Biologische Rhythmen steuern auch die Freisetzung von vielen anderen Hormonen zeitlich, sodass ein gesunder Mensch beispielsweise nachts in der Regel nicht aufwacht, auch wenn er hungrig ist, sondern durchschläft, obgleich unser Körper auch in der Nacht nicht unerhebliche Mengen an Energie verbraucht.

Lernen Sie mit diesem Buch auf kurzweilige und interessante Art, wie die tageszeitlichen Zusammenhänge zwischen Schlaf und Nahrungsaufnahme darüber entscheiden, ob wir gesund und leistungsfähig überleben oder krank und schwach unserem Alltagstrott hinterherkriechen. Lassen Sie sich auf leicht verständliche Weise entführen in die Welt der Wissenschaft, die Ihnen zeigt, dass das ewige Zählen von Kalorien überflüssig ist, wenn Sie bei der Nahrungsaufnahme die Chronobiologie nicht außer Acht lassen.

Lassen Sie sich nicht vom Titel des Buches abschrecken.

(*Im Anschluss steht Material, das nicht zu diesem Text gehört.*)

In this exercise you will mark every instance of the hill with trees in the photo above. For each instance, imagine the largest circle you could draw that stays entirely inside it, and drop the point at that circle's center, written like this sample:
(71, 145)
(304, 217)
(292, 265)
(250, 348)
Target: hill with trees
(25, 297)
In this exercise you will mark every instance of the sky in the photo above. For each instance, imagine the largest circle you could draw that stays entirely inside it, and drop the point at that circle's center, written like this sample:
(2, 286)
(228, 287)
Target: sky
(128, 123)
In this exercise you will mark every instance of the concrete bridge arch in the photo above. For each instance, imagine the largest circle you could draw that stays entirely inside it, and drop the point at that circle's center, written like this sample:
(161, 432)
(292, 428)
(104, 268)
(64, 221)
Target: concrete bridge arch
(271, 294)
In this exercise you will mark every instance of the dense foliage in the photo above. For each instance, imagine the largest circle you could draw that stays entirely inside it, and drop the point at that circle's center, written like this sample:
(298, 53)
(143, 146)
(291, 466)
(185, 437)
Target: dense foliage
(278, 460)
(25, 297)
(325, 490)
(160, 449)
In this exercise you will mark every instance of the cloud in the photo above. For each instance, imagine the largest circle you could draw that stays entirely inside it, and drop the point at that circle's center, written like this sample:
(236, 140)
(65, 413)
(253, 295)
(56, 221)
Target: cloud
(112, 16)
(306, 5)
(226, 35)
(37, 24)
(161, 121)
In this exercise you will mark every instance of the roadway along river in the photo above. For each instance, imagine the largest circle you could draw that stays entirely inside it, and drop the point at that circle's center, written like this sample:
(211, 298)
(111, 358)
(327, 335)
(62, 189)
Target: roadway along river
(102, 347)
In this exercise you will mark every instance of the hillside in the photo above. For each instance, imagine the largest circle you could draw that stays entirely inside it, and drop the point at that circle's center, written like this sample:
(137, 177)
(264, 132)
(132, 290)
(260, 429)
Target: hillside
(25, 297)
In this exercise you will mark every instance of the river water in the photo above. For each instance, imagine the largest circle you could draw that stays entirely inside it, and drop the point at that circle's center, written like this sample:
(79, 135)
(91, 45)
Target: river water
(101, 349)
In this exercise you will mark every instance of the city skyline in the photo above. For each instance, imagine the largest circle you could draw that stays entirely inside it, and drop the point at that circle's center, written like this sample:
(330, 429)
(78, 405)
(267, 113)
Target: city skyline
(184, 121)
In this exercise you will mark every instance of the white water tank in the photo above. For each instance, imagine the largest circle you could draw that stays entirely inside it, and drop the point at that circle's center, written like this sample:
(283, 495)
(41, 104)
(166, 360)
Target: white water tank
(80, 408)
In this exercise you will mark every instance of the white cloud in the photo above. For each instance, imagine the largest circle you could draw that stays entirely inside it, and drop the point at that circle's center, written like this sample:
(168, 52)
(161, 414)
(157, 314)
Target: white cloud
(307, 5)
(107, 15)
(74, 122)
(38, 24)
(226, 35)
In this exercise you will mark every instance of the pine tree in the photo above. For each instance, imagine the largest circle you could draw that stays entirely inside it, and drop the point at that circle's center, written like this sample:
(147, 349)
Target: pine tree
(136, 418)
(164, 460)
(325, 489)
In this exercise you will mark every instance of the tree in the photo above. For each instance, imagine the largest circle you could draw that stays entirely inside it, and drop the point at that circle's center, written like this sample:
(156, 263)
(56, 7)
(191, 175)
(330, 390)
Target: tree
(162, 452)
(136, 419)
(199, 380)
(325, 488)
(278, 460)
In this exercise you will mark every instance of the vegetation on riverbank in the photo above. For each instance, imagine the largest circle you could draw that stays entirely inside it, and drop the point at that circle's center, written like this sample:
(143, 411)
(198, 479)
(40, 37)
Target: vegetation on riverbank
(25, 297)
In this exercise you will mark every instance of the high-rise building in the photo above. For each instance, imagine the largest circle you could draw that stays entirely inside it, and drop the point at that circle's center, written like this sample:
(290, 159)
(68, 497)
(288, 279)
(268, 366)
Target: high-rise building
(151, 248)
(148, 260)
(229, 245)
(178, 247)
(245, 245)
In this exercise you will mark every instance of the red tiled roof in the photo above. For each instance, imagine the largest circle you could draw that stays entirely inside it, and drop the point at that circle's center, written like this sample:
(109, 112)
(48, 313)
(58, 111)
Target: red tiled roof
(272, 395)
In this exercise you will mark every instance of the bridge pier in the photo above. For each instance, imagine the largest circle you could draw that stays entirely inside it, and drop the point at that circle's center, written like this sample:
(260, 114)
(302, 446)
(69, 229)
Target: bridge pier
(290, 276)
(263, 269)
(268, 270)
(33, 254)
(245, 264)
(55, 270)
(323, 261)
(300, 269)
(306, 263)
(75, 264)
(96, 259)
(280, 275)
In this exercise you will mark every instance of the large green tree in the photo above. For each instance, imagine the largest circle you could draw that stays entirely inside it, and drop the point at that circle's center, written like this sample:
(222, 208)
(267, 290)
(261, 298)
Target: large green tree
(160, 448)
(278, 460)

Diäten sind wie Urlaub: Sie gelten selten für immer. Wir vermitteln Ihnen auch keine Diät im klassischen Sinne, sondern einen gesunden Lebensstil, der lebenslang durchführbar ist. Unser Anliegen ist es, Ihnen zu zeigen, wie einfach und genussvoll gesunde Ernährung sein kann, wenn man die Erkenntnisse der Chronobiologie berücksichtigt. Viele Diäten sind dümmlich und wirken nur, weil sie aufgrund ihrer hypokalorischen Basis dem Körper Gewicht entziehen. Meist ist das Verlorene dann doch nur Wasser und Muskelmasse.

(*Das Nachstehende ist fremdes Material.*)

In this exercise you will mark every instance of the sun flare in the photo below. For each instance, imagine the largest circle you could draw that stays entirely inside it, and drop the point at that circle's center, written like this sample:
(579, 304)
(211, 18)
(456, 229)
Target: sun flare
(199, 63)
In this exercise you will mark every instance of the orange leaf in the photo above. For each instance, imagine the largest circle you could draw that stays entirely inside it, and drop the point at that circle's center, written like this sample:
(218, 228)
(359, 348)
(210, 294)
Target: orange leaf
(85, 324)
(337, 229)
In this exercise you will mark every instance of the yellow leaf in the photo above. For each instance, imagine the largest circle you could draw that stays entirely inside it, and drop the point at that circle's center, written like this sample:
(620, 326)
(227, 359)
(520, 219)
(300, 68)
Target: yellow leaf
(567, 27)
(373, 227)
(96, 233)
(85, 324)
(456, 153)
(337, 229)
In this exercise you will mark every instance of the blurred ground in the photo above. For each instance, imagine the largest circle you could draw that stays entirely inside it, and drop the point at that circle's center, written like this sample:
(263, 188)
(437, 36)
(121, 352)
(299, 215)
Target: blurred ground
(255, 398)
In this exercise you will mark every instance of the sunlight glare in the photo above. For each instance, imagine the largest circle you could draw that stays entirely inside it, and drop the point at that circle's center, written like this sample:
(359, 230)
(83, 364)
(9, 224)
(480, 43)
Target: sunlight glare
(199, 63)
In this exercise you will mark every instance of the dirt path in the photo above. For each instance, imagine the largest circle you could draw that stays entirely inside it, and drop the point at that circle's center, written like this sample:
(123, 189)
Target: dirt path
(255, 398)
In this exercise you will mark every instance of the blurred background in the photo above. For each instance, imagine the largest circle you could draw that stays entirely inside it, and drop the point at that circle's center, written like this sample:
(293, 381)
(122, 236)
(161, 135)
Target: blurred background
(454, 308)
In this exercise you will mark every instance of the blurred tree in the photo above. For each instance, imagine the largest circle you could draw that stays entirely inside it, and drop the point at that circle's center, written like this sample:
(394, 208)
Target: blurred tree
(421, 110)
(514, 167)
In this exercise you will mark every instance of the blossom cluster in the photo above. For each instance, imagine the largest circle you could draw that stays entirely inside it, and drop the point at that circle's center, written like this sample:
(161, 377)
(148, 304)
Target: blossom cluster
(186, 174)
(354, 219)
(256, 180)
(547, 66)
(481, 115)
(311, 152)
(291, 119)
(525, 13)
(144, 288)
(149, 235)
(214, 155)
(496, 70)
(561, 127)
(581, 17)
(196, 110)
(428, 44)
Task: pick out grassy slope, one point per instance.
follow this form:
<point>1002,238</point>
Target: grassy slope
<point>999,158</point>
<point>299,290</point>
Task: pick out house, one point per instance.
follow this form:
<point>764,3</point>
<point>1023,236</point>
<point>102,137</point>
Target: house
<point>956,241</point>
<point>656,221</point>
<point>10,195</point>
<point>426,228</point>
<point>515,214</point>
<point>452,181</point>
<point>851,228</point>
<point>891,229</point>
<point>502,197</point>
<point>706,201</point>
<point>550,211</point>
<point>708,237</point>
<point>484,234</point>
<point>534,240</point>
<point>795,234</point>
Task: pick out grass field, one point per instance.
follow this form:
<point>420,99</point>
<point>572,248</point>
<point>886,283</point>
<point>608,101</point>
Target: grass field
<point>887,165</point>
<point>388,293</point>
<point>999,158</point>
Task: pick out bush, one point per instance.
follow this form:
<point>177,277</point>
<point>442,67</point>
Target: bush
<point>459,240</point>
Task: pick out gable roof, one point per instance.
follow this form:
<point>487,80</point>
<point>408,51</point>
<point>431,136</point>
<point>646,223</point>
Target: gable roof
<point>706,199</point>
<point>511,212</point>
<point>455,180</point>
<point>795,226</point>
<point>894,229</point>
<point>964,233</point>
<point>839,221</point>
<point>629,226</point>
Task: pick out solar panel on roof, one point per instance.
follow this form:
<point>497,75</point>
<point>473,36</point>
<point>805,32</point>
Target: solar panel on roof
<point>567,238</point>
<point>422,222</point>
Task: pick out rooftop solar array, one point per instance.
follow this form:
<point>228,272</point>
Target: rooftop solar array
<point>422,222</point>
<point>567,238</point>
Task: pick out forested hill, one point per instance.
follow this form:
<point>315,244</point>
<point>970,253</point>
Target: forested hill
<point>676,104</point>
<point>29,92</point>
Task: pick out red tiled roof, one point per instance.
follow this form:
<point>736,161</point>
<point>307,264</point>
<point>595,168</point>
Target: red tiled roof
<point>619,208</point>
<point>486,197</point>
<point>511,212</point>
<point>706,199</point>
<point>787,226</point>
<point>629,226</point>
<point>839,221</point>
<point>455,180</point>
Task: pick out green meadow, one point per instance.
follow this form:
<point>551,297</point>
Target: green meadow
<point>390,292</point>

Die Chronobiologie vermittelt viele ungemein spannende Erkenntnisse. So kennen wir zum Beispiel aus der aktuellen Forschung die Zusammenhänge zwischen dem Verzehr verschiedener Makronährstoffe und ihrer Wirkung auf die tageszeitlich gepulste Freisetzung verschiedener Hormone, die Sättigung, Hunger, Wachwerden in der Nacht und vieles mehr koordinieren. Auch Entzündungsmediatoren, gängige Ursachen vieler Krankheiten, werden durch die tageszeitlich unterschiedliche Zufuhr von verschiedenen Speisen oder Speisenkombinationen mitbeeinflusst. Für Schichtarbeiter sehr interessant sind die Erkenntnisse zum Zusammenspiel von Schlafmangel und Diabetes. Auch diese Zusammenhänge stellen einen Teil der chronobiologischen Wissenschaft dar.

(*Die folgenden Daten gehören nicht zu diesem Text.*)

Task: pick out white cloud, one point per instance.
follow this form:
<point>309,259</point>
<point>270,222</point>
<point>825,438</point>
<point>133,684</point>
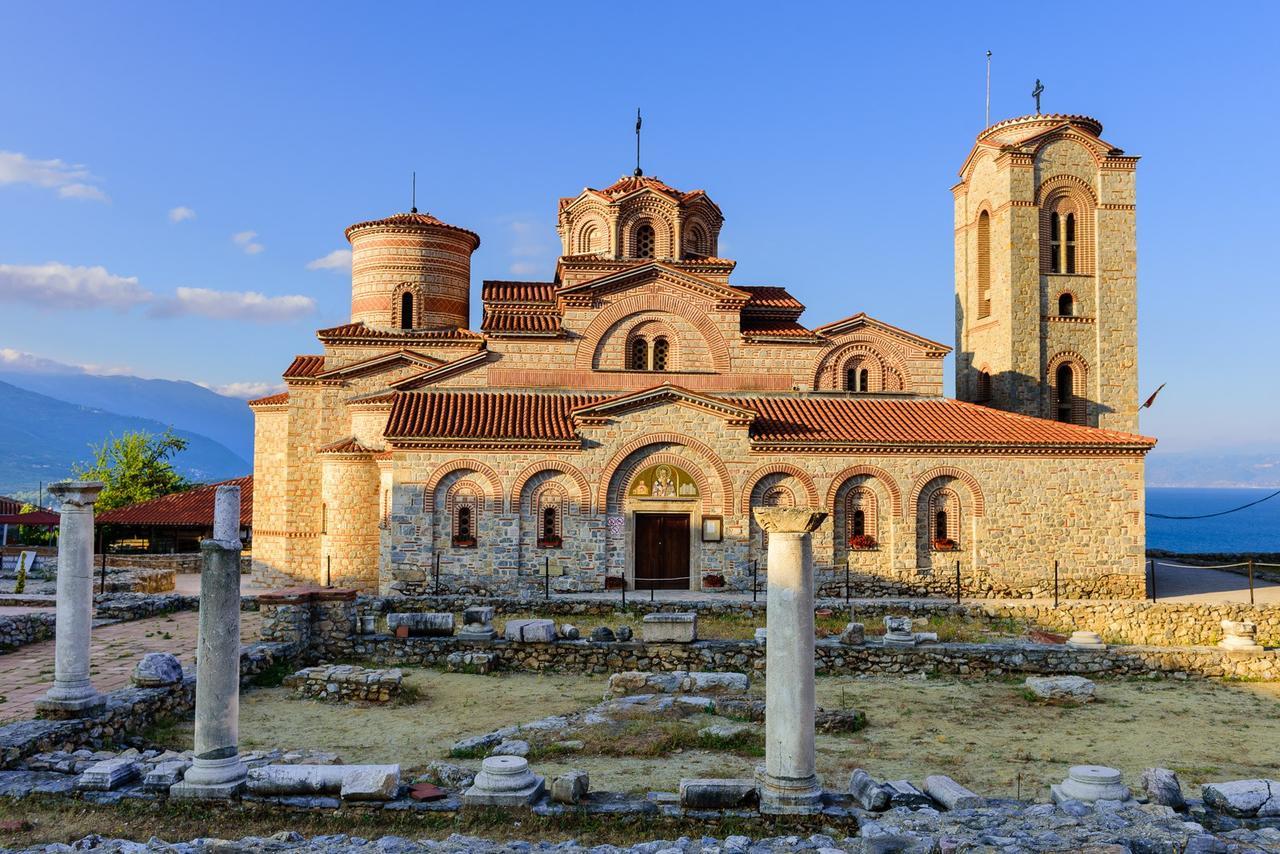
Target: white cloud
<point>71,181</point>
<point>245,391</point>
<point>60,286</point>
<point>247,241</point>
<point>336,260</point>
<point>234,305</point>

Wir wünschen bei der Lektüre des Buches viel Muße und Vergnügen!

ERNÄHRUNG IST MEHR ALS NUR NAHRUNGSAUFNAHME

Ludwig Feuerbach, ein deutscher Philosoph und Anthropologe, wird gerne mit dem Spruch: „Man ist, was man isst!“ zitiert. Aus dem Blickwinkel der Evolution klingt das etwas chauvinistisch. Den vielen Spezies unseres Planeten war in Urzeiten niemals ein facettenreicher kulinarischer Speiseplan vorgesetzt worden. Der Menüplan trug eher die Überschrift: „Friss oder stirb!“

Zusammenfassend lässt sich sagen, „wer nichts isst, ist nichts“ oder „wer nichts isst, isst nichts.“ Letzteres ist dann oft aus der Not geboren. Denn: Alle Lebewesen verbrauchen Energie. Alle Lebewesen sind daher auf Energiezufuhr angewiesen. Diese geschieht über die Ernährung, die stilvoll kultiviert werden kann,, oder durch Vorgänge, wie wir sie von der Photosynthese der Pflanzen kennen.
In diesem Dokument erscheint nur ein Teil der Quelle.